Was ist ein Bankraub im Vergleich zur Gründung einer Bank? Manchmal haben sogar konservative Politiker eine Antwort auf diese Frage. Zum Beispiel Vaclav Klaus. Der tschechische Oppositionspolitiker hatte Ende Juni den Verkauf der Investitions- und Postbank IPB durch die Regierung als einen kriminellen Akt bezeichnet.

Der Vorgang gleiche einem lang vorbereiteten Bankraub, der noch dazu am hellichten Tag und mit Unterstützung des Staates erfolgt sei, ereiferte sich der Vorsitzende der Demokratischen Bürgerpartei (ODS). Auch die Verantwortlichen konnte er sogleich benennen: Das ganze Land sei von einem durch »alte (kommunistische) Seilschaften beherrschten Mafia-Kapitalismus« durchdrungen, sagte Klaus.
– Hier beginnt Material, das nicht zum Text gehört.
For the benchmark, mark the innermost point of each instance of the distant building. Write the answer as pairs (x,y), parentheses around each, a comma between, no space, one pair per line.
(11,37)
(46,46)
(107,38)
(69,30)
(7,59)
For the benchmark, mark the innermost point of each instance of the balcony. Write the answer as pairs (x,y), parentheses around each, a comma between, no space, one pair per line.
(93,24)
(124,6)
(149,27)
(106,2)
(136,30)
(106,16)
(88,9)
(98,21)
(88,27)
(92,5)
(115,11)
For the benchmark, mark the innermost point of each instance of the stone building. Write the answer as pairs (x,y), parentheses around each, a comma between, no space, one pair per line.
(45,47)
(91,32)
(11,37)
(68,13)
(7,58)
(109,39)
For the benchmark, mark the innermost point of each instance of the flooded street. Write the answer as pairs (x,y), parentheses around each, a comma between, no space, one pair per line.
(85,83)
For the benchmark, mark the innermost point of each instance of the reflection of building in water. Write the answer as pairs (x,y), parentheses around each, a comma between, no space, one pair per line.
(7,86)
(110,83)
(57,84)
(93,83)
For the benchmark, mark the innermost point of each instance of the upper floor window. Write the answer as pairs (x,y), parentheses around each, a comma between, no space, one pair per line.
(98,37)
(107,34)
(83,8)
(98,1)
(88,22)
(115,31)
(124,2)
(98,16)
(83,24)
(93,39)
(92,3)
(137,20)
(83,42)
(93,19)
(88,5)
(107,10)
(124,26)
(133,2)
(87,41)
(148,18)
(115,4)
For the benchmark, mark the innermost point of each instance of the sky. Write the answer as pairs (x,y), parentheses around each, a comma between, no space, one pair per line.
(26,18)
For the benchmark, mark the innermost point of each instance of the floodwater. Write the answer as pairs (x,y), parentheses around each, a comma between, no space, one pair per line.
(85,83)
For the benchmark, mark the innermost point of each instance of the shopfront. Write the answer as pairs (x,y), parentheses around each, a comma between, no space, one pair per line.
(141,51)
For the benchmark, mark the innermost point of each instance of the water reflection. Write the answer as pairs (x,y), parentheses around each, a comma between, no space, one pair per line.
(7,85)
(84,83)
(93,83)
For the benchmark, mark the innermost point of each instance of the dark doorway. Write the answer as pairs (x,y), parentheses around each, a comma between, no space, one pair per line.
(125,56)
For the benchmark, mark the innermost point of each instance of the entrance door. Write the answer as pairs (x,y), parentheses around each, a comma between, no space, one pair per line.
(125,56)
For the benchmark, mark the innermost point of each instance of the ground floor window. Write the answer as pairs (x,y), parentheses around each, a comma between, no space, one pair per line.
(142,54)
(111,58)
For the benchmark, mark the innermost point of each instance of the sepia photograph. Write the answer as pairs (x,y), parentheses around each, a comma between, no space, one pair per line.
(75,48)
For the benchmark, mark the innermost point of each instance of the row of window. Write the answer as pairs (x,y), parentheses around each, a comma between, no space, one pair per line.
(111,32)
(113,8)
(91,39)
Anlass der harten Worte ist die größte Bankenpleite in Tschechien seit 1990. Die IPB ist nach der Bilanzsumme das drittgrößte Geldhaus des Landes, nach Anzahl der drei Millionen Kunden sogar das größte; es verwaltet rund ein Fünftel des nationalen Spar-Aufkommens.

In Schwierigkeiten geriet die Bank, weil sie zu viele Kredite vergeben hatte, ohne für entsprechende Rückstellungen zu sorgen. Zuletzt war sie nicht einmal mehr in der Lage, eine Bilanz für 1999 vorzulegen. Seit vergangenem Monat wird die IPB daher zwangsweise von der tschechischen Zentralbank verwaltet.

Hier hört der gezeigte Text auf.